More broadly, she said, it is important to look carefully at the connection between ethanol production and food prices and also the connection between food prices and health. First, she noted, “Corn went from $4 in 2007 to about $7 now. That cannot translate into a tripling of food prices. So I’m not quite sure where that number comes from, but I’d just be a little careful about some of those world prices.”

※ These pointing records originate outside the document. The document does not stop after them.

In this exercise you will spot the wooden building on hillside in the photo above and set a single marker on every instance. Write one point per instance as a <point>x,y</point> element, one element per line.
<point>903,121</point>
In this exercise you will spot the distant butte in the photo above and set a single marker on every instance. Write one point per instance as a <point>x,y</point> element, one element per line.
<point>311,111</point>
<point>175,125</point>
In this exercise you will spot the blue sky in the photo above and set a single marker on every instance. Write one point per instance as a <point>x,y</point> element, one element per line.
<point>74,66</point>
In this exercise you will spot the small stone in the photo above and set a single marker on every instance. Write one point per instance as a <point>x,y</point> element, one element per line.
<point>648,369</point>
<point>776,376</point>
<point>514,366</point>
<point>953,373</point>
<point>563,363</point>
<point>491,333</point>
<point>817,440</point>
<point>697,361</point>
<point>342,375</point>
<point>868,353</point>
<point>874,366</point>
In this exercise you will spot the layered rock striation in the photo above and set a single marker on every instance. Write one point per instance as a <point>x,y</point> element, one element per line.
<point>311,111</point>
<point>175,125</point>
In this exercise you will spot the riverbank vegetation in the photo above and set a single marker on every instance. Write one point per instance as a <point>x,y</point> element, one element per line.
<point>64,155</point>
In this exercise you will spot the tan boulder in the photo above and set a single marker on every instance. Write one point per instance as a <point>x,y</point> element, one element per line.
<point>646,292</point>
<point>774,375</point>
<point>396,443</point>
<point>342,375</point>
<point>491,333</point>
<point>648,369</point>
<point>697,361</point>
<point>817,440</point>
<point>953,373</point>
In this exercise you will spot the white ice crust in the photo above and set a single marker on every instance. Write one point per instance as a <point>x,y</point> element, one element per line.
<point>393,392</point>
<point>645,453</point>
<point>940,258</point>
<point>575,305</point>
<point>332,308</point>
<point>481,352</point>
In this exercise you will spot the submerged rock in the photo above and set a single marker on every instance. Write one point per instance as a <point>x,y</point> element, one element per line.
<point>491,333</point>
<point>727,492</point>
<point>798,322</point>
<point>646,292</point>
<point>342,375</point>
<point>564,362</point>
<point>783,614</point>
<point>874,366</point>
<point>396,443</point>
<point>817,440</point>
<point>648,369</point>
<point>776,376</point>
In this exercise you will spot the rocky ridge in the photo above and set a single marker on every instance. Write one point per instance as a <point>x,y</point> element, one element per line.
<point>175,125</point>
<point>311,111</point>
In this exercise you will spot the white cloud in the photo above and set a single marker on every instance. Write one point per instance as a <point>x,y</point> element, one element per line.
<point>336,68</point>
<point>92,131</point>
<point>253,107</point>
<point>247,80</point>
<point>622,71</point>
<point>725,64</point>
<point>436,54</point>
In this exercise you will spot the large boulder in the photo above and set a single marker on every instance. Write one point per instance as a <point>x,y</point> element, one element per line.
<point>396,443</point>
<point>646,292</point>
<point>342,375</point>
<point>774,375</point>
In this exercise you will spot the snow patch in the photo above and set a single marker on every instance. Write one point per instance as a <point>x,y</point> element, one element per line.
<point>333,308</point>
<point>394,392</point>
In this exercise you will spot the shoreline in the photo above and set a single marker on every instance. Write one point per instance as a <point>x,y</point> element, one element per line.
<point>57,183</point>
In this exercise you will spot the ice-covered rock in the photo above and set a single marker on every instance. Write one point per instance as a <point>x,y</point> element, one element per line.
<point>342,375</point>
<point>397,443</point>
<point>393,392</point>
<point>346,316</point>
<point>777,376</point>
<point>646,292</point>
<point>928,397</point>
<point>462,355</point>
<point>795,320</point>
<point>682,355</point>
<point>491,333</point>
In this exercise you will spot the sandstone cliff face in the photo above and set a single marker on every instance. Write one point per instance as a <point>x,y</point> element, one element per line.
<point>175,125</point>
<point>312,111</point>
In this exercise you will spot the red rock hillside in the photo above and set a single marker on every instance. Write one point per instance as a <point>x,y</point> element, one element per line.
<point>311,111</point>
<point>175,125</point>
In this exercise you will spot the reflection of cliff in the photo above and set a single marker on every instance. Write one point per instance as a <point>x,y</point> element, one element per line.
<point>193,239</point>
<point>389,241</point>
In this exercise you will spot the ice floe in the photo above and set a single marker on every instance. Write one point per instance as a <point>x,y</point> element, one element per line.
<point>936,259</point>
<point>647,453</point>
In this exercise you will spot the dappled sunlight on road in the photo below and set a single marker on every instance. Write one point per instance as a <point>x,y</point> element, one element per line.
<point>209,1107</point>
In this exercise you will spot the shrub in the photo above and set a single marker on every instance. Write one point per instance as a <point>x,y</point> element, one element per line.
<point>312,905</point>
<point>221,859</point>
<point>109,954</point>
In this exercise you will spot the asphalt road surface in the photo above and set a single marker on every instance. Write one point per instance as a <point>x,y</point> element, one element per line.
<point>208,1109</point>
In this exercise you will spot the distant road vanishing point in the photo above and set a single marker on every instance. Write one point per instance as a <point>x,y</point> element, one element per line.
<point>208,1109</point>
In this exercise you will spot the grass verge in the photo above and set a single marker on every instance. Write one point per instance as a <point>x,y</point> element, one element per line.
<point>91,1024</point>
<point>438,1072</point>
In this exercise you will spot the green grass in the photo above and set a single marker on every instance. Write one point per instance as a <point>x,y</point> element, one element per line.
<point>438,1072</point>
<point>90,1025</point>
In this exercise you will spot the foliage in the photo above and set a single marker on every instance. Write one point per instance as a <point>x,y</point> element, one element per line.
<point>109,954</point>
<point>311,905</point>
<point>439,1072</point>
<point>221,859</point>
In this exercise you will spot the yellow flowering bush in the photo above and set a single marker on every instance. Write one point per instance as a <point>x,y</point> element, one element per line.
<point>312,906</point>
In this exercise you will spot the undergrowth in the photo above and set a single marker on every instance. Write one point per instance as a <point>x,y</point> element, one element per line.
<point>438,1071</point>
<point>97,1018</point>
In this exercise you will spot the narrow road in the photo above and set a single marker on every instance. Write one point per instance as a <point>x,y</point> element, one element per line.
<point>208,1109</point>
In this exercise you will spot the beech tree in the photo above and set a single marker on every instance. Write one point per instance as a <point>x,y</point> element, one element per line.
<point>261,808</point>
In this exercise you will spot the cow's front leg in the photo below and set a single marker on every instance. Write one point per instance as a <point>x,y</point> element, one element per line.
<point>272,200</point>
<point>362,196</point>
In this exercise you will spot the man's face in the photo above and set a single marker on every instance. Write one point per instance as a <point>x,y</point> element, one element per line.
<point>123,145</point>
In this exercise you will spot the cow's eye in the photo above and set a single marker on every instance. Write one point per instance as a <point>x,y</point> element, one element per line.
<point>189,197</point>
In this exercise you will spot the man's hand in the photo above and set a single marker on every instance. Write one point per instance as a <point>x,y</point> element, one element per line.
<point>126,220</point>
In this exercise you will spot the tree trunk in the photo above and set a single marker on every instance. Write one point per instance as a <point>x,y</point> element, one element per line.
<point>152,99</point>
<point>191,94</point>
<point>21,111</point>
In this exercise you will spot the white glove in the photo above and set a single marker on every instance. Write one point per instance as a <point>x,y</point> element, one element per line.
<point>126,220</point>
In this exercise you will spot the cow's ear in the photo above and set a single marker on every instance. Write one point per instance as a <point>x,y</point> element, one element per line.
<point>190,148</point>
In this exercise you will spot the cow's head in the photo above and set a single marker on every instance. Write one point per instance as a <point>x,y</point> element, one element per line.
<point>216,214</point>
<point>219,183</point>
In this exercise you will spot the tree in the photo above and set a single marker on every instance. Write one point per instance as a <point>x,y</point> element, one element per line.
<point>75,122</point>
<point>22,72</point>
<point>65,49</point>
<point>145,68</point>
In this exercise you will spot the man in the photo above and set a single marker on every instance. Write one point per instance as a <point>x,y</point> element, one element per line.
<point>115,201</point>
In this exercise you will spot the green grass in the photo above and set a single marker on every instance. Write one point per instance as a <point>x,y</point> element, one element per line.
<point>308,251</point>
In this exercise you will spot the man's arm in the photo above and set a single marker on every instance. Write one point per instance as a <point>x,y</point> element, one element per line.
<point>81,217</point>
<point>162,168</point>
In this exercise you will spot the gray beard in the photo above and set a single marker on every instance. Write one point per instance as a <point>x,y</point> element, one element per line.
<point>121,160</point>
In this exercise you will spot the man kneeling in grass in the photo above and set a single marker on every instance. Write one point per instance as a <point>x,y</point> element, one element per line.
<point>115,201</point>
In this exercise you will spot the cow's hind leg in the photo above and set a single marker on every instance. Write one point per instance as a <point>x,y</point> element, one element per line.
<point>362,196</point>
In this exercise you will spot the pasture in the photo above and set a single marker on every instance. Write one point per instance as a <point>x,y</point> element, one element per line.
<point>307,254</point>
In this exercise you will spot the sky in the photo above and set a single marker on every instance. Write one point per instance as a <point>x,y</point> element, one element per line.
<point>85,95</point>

Second, it is not clear that higher prices for corn are always a bad thing. In the United States, for instance, higher corn prices lead to higher prices for meat and corn sweetener, and if consumption of those two items drops it is probably good for health. “It’s a very different question if you’re looking at food prices internationally,” Kling continued. “There people don’t have heavy meat diets. There are places in the world where people are definitely starving and these food prices changes can be very significant.” Even so, she said, it is important to ask whether the right way to address that particular issue is to tinker with biofuels or whether it
would make more sense to provide more food aid, technology, lump-sum payments, or other ways to improve food security.
Panel member Al McGartland asked about the issue of transporting biofuels. “As I read some of the literature,” he said, “ethanol is largely transported by truck and not by pipeline. And I’m wondering if we’re going to expand biofuels, would that be an obstacle?” Gruenspecht explained that most ethanol is transported by rail or by truck. It is difficult to move through pipelines because of the presence of water in the pipelines. One option would be to use the second-generation biofuel biobutanol in place of ethanol, as it does not have the same problem with exposure to water. Biobutanol has a higher energy density than ethanol, but does not provide the same octane enhancement, Gruenspecht said. Other biofuels are also under consideration, but they have other issues. In short, there is no silver bullet that will solve the transport issue for biofuels. “There’s only silver buckshot, so we should be doing everything.” However, if there are a number of different types of biofuels, each with its own transportation infrastructures, that would become a constraint in and of itself, he said. “So, I think there are some real challenges related to those issues. But it’s just kind of hard to get into.”